In 1689, of course, the Bill of Rights was concerned with defending rights which had been trampled upon by a transgressive monarch, whereas today’s proposals are ostensibly about clawing back rights which have been over-expanded to the point of “triviality”.

In both cases, however, what was really at issue is the question of sovereignty, and the threat of foreign power.

The Roman papal threat of the 17th century bears no small resemblance to the bureaucratic threat of Brussels as framed by today’s right: another foreign jurisdiction is riding roughshod over British constitutional principles, ignoring the will of our people as articulated by our government.

Cruel and unusual

Just as Chris Grayling insists the government believes in “common sense” human rights, at the end of James II’s reign, members of parliament were equally passionate about the “rights and liberties of the people of this Kingdom” – as long as they were Protestants.
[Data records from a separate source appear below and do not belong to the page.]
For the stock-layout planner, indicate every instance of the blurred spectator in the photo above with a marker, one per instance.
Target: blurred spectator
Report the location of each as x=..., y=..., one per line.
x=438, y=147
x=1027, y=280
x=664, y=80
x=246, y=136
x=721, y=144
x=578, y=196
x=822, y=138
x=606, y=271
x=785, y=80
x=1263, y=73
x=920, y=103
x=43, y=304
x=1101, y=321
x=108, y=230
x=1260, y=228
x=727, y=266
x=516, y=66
Common sense? Chris Grayling. Joe Giddens/PA Wire

Catholics were seen as inherently suspect. As they swore loyalty to the Pope over and above the King, they could not be trusted to have the best interests of Britain at heart.

Anti-Popery is no longer the unifying national pastime it once was, but the Conservatives’ proposals simply revolve around today’s equivalent bogeymen, groups who are supposedly protected rather too much. Foreign criminals, illegal immigrants, travellers and terrorists – they all, the argument goes, deserve to have their rights limited because they have failed to uphold their “responsibilities” to this country.

The principles at stake in the 1689 bill seem almost generic now, but the defence of them set a standard for civil rights that holds strong around the world today – including in the European Union’s supposedly domineering agreements.

Protection from “cruel and unusual punishment”, a phrase first used in the 1689 bill, was adopted into the US Bill of Rights in 1791, and later became the Eighth Amendment to the US Constitution. The 1689 wording also reappears in section 12 of Canada’s 1982 Charter of Rights and Freedoms.

With some slight rewording, the right was enshrined as article five of the Universal Declaration of Human Rights (1948) and article three of the European Convention on Human Rights (1950). These two instruments, drafted in the wake of World War II, sought to establish a floor for basic universal rights beneath which no state could be allowed to sink.

The idea that these benchmarks have become too arduous for us to reach is a dangerous turn in the history of rights, and it is a strange betrayal of the UK’s history of putting rights into law.

Holding up

The concept of rights has of course evolved greatly since 1689. The past 325 years have seen vast advances. And as rights become more secure, so too can they be taken further: it’s a long way on the surface from the 1689 stipulation that “jurors be duly impanelled” to the right to a fair trial, with due process and equality of arms in the courtroom.

That need to adapt to changing times is what led the drafters of the European Convention to view it as a “living instrument”, able to uphold a particular ethos even as history churned around it. This flexibility is precisely what allows these rights to remain vital and relevant today.

That is the legacy of the UK’s own Bill of Rights – and it is a crying shame indeed to see the Conservatives and others on the right apparently hellbent on escaping it.